It's not so easy to live life as a dog in winter, when the lack of four legs and ice-cutting claws slows a body down.
Still, it is sunny, over 30 degrees, most of the newish snow is still pristine, and outside calls. We head to the dog park, where neither of us needs to be on a leash unless a stray sheriff shows up, hiding on his lunch break, as sometimes happens. It's not an official dog park, which makes it all the more fun.
Idgie meets her friend Sara, a saucy little black lab-basset hound mix with a pink bow collar, and they commence to run wild whackado circles around each other. As a dog, you must greet anyone who comes in your path, and so I do, exchanging big smiles and small talk with the other parka-clad owners, so glad of the chance to play outside and pretend we are called there by duty.
We walk a couple miles on hills and slippery half-packed snow. Which is a little like walking on half-wet sand dunes. I'm feeling pretty proud of myself. A couple months out of a knee and ankle injury, it's a fair workout that tests my proprioception, which is finally returning.
But while I'm feeling happy from exercise and a dose of Vitamin D, smug about getting my hiking game back on, a breezy young couple jogs past me on the woodland trail.
On snowshoes. And they are MOVING. And talking. And not breathing hard in the least.
Dogs do not suffer shame or envy, for the most part, unless balls, attention, or food objects are involved. But people: hoooboyhowdy, do we. I shake it off and remember that once, I too was young and sprightly.

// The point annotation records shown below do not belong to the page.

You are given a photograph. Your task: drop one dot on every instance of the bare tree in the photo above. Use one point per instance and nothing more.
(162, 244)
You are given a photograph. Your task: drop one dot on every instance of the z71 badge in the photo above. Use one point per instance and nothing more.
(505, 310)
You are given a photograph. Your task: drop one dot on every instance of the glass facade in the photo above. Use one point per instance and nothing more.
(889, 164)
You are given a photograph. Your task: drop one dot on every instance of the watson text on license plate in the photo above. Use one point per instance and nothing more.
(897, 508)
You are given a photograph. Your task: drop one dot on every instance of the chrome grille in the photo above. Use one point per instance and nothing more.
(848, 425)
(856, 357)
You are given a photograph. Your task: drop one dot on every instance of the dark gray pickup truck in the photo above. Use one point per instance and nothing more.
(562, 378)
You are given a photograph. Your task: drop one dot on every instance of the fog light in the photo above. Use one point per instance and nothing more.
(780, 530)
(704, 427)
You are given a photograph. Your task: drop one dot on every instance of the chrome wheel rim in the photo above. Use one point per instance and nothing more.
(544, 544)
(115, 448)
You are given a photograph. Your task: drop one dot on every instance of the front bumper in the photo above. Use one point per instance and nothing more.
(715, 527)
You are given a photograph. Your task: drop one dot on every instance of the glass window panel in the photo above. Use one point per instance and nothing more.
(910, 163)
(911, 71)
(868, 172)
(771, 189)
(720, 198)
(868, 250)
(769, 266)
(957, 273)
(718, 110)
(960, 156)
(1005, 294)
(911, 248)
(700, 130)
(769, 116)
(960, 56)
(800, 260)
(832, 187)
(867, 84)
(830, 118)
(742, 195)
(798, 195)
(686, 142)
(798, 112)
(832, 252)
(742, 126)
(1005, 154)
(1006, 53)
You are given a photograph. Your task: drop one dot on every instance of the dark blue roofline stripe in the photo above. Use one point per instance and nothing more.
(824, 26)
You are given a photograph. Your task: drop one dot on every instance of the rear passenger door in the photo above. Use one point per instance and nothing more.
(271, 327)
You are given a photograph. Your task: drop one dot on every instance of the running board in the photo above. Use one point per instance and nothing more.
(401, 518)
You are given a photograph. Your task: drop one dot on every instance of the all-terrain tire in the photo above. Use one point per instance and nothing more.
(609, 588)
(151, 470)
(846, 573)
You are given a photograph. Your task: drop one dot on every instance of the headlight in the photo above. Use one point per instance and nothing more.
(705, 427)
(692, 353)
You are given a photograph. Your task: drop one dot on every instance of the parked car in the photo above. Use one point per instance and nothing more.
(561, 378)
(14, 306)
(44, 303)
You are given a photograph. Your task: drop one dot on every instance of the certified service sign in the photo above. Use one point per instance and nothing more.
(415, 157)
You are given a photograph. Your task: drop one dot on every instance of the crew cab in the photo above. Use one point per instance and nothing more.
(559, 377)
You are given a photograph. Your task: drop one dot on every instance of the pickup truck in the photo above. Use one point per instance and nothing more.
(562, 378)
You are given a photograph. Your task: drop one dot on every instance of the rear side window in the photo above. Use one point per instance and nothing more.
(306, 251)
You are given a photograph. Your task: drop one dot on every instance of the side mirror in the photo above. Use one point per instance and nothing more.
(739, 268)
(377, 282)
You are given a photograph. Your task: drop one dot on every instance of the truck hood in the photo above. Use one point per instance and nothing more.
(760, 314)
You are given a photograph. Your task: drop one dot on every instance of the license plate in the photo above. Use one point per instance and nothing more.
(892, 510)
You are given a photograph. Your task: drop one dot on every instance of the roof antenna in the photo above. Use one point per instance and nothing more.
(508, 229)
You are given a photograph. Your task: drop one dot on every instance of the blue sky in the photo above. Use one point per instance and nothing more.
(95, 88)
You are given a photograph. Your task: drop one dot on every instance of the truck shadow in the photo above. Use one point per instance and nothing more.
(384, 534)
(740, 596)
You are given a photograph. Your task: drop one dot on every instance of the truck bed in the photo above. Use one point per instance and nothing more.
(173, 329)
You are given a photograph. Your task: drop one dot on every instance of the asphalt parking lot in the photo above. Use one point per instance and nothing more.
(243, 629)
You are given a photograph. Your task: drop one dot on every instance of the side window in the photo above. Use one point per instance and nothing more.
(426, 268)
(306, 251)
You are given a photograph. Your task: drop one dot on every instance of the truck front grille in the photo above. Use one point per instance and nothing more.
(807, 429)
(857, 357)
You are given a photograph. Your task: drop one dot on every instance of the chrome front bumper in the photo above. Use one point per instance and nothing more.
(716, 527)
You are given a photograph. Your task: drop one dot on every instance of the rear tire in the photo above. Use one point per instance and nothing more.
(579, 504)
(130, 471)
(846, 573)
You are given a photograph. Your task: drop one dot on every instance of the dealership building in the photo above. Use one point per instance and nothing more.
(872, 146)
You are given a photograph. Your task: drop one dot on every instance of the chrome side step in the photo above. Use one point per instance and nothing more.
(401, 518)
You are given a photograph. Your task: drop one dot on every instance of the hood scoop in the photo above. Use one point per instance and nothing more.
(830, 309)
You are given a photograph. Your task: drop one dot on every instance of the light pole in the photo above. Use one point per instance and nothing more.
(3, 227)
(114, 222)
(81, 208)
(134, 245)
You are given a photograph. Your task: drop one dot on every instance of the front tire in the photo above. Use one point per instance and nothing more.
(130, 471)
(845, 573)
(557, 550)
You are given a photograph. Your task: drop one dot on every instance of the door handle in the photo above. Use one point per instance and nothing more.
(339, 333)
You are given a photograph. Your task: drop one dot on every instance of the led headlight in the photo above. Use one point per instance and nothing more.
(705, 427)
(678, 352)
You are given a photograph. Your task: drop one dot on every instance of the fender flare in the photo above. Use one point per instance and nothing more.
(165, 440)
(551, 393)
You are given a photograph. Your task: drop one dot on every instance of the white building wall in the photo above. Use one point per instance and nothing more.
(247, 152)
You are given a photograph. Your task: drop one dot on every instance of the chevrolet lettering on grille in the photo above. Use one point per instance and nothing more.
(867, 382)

Okay. Never was I that sprightly.
I return to the moment, which is where I belong. We hop into the car, Idgie lured by some nice aged Wisconsin brick cheese, me by a bottle of prescription Advil that awaits me at home.
Content now that we're back, Idgie sleeps. But I am in the human condition and I must think about tomorrow. There are jobs to apply for tonight. I will have to cement my ever increasing butt to the seat of this chair and commune with this screen until it's done.
But first, maybe, a teensy little nap.
Woof!
Slippery indeed. I hope this next round brings lots of productive fetching.